Following the measurement of an initial sample BSE, the remaining image set is loaded by the script as a stack, so results are supplied as an indirect volume percentage, as the direct measurements made to individual BSEs result in area percentage values. The test sample, IPSAS 40 wt% CeO2, 1250 °C, was measured to collect statistics over a range of 10 BSEs, with the script identifying with 99.9% confidence: 61.9 ± 2.3 vol% glass, 34.9 ± 2.0 vol% CePO4 and 3.2 ± 0.5 vol% CeO2 (darkest to lightest contrast, respectively), Fig. 3a. Another test sample, with a base sodium-iron-phosphate glass composition with 50 wt% CeO2 melted at 1450 °C, was also measured using the same method over 10 BSEs, with 99.9% confidence: 22.0 ± 1.7 vol% glass, 8.7 ± 0.4 vol% crystalline sodium-iron-phosphate, 68.5 ± 2.9 vol% CePO4, 0.8 ± 0.2 vol% CeO2 (darkest to lightest contrast, respectively), Fig. 3b. Each image was collected in about 30 s, with another 15 for adjustment and stage movement. Image sets of stack size 10 were measured by the script in approximately 30 s (as verified by a counting function), on a moderately equipped workstation built in 2018.

Fig. 3
figure 3

Representative measurement summaries for 3-phase IPSAS 40 wt% CeO2, 1250 °C (a) and 4-phase IPSAS 50 wt% CeO2, 1450 °C (b)

Discussion

The results presented here, demonstrate how the script can be used to analyse micrographs of samples with varying phase assemblages and with different phase morphologies. Some preliminary tests with a SYNROC-F type multi-phase ceramic [7] and a barium phosphate multi-phase system [8] have indicated that adjustable sensitivity will be a necessary feature to modify the minima-detecting algorithm, as some ceramic phases have surfaces with very well-defined contrast, such that the histogram of grey values presents with sharp peaks and phases with very similar contrast, such that overlap can occur. Implementation of sensitivity adjustment is underway to facilitate measurement of such phase assemblages. The technique does, however, have an inherent limitation with difficulty processing images containing phases with similar BSE grey contrast, as such, it would be unable to distinguish between two phases with exactly the same mean atomic number.

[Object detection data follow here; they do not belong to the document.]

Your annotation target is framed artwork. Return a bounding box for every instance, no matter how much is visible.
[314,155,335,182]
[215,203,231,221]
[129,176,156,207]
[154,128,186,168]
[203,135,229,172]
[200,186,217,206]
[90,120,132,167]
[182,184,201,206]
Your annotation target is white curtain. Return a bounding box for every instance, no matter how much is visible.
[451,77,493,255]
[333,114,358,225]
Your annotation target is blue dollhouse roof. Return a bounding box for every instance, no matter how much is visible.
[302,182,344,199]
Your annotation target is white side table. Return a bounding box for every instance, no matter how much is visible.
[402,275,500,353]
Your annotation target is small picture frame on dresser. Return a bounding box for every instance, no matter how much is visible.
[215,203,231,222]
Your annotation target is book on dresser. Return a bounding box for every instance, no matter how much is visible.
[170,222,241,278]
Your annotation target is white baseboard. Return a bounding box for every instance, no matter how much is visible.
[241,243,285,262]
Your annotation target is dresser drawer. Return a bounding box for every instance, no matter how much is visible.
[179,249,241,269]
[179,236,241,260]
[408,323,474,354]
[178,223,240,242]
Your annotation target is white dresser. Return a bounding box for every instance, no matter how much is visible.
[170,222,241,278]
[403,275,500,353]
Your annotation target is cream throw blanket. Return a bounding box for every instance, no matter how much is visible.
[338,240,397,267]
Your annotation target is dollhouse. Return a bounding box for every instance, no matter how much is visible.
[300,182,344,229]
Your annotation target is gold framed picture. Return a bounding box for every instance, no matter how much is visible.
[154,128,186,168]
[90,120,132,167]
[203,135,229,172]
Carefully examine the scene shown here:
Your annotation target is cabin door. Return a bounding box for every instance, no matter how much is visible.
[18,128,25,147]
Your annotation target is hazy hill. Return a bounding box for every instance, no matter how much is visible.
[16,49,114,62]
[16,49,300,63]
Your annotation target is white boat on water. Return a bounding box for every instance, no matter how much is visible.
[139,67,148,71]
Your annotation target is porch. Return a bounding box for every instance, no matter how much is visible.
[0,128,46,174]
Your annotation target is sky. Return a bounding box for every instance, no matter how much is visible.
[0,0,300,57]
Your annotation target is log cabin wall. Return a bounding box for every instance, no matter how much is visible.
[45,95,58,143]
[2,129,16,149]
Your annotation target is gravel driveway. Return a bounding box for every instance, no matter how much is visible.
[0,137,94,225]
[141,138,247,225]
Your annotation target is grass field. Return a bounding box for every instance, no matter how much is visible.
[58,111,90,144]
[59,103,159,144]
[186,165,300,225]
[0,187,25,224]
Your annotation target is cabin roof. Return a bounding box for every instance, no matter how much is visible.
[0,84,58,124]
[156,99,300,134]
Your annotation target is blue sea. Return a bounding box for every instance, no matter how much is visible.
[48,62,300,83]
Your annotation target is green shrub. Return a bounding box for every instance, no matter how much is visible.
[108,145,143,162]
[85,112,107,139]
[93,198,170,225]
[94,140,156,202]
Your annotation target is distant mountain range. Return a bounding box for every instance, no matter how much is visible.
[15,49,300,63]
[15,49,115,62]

A high degree of precision was achieved with the sodium-iron-phosphate glass ceramic materials, with error comparable to Rietveld-type analyses [2]; further improvements have been shown with larger samples of 20–25 BSEs. The key concluding advantage over more traditional methods often requiring several hours per sample is the data collection and processing time of image-based QPA, represented as 8 min for a 10 BSE set, up to 20 min for a 25 image set. The open nature of this platform will allow for ease of additional control, modification and integration with microscopes featuring motorised or computer-controlled stages. Other heterogeneous multi-phase materials may be measured using this method, such as those studied by researchers in the fields of cultural heritage and archaeology. Such a technique may be applied to images acquired through other micro-analysis techniques such as optical and Raman spectroscopy; however, due care will be required to ensure defined contrast of both amorphous and crystalline phases, with minimum resolvable feature size constrained to the diffraction limit with light-based analyses. Further planned work includes measurement of samples of a zirconolite glass ceramic composition, use of a rapid X-ray diffraction-based quantification method to verify the performance and accuracy of the image method [9], improvements to portability of the analysis package—including greater compatibility through Linux and macOS platforms with their respective filesystems.